SC refuses stay on Delhi HC order on allowing private schools to collect annual charges

The bench did not agree with the view of Delhi’s Directorate of Education (DoE) that it has the power to regulate the levy of fees by private unaided schools and the HC order allowing such a levy of annual and development charges be stayed.

  • Uniindia News Service

New Delhi: The Supreme Court on Monday refused to stay the Delhi High Court order permitting private unaided schools to collect annual charges and development fee after the last year’s Covid-19 lockdown in the National Capital.

The apex court bench comprising Justices A M Khanwilkar, Dinesh Maheshwari and Aniruddha Bose while hearing the submission of Delhi government seeking a stay on the HC order said, “We are not inclined to grant you the stay.”
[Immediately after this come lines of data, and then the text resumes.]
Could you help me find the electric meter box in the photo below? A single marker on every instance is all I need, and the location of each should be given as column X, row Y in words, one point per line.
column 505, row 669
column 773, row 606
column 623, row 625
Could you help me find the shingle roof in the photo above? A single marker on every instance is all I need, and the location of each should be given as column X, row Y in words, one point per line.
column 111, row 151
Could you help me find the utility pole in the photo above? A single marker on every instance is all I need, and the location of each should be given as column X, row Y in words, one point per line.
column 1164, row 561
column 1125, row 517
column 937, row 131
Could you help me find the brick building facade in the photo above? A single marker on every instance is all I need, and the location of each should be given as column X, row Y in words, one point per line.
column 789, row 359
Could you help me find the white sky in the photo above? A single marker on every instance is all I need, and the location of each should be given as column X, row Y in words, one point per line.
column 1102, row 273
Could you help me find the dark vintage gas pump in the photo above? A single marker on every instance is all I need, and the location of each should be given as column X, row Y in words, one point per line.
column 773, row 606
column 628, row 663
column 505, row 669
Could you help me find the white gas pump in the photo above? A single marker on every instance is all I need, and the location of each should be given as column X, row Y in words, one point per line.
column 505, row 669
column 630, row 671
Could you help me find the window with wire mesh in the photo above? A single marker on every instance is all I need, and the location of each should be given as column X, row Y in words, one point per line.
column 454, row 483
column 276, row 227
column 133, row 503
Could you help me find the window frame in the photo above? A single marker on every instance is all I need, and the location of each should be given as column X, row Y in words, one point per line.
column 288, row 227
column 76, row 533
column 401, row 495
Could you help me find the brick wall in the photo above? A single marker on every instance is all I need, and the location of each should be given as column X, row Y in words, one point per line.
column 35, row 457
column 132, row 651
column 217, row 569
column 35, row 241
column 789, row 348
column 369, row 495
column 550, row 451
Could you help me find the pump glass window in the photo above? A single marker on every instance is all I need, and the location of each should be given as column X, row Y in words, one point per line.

The bench did not agree with the view of Delhi’s Directorate of Education (DoE) that it has the power to regulate the levy of fees by private unaided schools and the HC order allowing such a levy of annual and development charges be stayed.

The court also directed the petitioners to raise their grievances before a division bench of the High Court that is still examining last month’s order, which was issued by a single-judge bench.

On June 7, a vacation bench of Delhi HC comprising Justices Rekha Palli and Amit Bansal had clarified that the court was not inclined to issue any stay in the May 31 order of the single-judge bench and would only seek a response from the other parties for now while issuing a notice.

In the notice issued by the court, it was sought response of the Action Committee Unaided Recognised Private Schools, which represents over 450 schools, on the appeals of the Aam Aadmi Party government, students, and an NGO challenging the earlier order.

On May 31, a single bench of Justice Jayanth Nath ruled that schools may collect these charges for the last academic year, monthly, but only after a 15 per cent reduction in the payable amount, instead of un-utilised facilities (such as water and electricity) for the period after the lockdown ended in the national capital last year.

In its appeal, the Delhi government had said extra charges such as development fee was suspended as the upgradation, improvement, and maintenance was not required when the schools were closed for more than one- and-a-half years.